I would just play it by ear and see how they get along and if they seem to want to interact. When my mother-in-law brings her cat over, we keep her cat in a separate room, but then allow him to come out and interact. Usually our cat will keep her distance and just watch him. I think they would learn to get along. As long as you have a place to separate them if you need to, I think you will be fine.


----------



## EChoe88 (Jun 1, 2014)

If you can, do a very slow introduction! We got our third cat (Oliver) a year ago. He was still a kitten, but a large kitten (Maine ****). Our other two cats (one male (Marcus), one female (Ellie)) was not happy with us at first. We kept Oliver in our master bathroom, separated from them for the first few days. Ellie and Marcus were kept outside the bedroom. We then let Oliver out into the bedroom and they were allowed to sniff and see under the door. We did this for a few days (though we should have done it longer). I then let Oliver out into the rest of the house. He was only allowed out under our supervision though. At night, we'd bring him back into the bedroom. 
Marcus did a lot of hissing, swatting and growling. I assume this is because he wasn't socialized as a kitten. We got him when he was 6 weeks old from the Humane Society. He wasn't in a cage with any other kittens so no kitten to kitten socialization and he was already full grown by the time we got Ellie. 
They get along okay now though every once in awhile, Marcus will hiss and growl at him. Oliver is like the annoying younger brother to them. He likes to throw his weight around (18 pounds vs 12-13 pounds) and sit on them.
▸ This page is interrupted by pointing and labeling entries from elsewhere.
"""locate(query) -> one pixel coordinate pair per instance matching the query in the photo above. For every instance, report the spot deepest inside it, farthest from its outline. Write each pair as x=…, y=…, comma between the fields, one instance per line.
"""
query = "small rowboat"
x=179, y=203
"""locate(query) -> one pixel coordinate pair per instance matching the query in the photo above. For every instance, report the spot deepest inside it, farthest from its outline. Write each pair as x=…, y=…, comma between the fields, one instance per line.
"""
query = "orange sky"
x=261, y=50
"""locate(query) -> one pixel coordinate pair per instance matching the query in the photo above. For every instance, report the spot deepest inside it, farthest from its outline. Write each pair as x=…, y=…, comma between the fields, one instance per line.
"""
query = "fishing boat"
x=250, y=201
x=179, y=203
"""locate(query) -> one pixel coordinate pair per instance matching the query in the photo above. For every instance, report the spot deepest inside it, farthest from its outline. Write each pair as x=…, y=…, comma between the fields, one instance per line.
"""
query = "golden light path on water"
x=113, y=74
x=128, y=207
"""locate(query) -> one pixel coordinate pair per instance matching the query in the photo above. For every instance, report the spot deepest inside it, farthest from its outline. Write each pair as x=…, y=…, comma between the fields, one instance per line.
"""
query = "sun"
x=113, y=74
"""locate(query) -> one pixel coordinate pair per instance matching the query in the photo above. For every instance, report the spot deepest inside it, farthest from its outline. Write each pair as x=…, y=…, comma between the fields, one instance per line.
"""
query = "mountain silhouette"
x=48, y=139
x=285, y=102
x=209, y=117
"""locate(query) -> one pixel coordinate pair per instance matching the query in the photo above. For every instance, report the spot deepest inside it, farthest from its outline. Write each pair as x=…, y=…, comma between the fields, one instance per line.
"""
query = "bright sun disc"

So slow introduction, isolation, if you can scent swapping. Maybe even letting them see each other but through a window/screen door. It can be difficult to get cats to accept new cats into their territory.

Edit: Sorry, didn't read it was for a foster! We had a kitten we fostered years ago (trapped her in the parking lot) when we only had Marcus and Ellie. We kept her in the bathroom for most of the time. We did let her out every once in awhile, but the other cats chased her around a lot (she was still small) so we didn't ever keep her out.


----------



## Jennifer1 (Mar 31, 2012)

She's here.
I have her set up in a spare room. She seems pretty friendly, she will let me pet her but isn't inclined to come out from under the bed yet.

My 2 boys are already sitting at the door meowing.


----------



## EChoe88 (Jun 1, 2014)

If they are already at the door meowing and not hissing or growling, it may be easier than I thought! I would still maybe give it a few days to get used to each others scents. Maybe feed both of your cats by the door to have the associate her scent with food. Then if you feel comfortable, let them meet each other.

Good luck! And so great of you to do this for them!


----------



## Jennifer1 (Mar 31, 2012)

My guys are super friendly outgoing cats. I've just never tried to have them meet another cat. She (foster Lily) is still under the bed.

I'm not going to do anything until at least this weekend. If she has settled some more, and hopefully tries to sniff them through the door, than maybe I'll open the door but have a baby gate to see their reaction to seeing each other.


----------



## Jennifer1 (Mar 31, 2012)

I was inside the room feeding her last night and my boys were sticking their paws under the door! She however was growling and hissing at them. So if there ever is an introduction, it's not going to be soon!


----------



## ZeppGold (Aug 9, 2009)

It sounds like your cats are very friendly, but she is still scared. She has had the major adjustment and it will probably take her some time to relax. I think it is a good idea to take your cues from her.


----------



## Jennifer1 (Mar 31, 2012)

Yes, she is very scared. She did eat and use the litterbox in her room overnight so that is good.
I went to the pet store today and got her some treats with some sort of pheromone or something in them to try to calm her down.
I don't really care about the cats meeting, but it makes me sad to see her so scared.
She still sniffs my fingers and lets me pet her under the bed.


----------



## EChoe88 (Jun 1, 2014)

How are things going? Is the foster kitty acclimating okay?


----------



## Jennifer1 (Mar 31, 2012)

She is a vey friendly little girl.
I try to go in there a few times a day to just spend paying attention to her. She's out from under the bed for the most part and loves attention.
She still growls and hisses whenever my guys are at the door so no introductions planned anytime soon


----------



## EChoe88 (Jun 1, 2014)

I'm glad she is coming out from under the bed! She must be feeling less stressed than before. Knowing cats, she'll probably want to play with your boys on her last day there


----------



## Jennifer1 (Mar 31, 2012)

She's still doing great. Still no introductions yet. Guinness seems a little too "focused" when he has had a peak at her through the door. He's lived with cats for the 11yrs I've had him, but that stare makes me nervous about letting him meet her.

I've had the cat for 9 days now and the family hasn't called once to check on her. Does that seem odd? I'm not worried about them not reclaiming her on the 31st, but if it was my cat I would have checked on her.


----------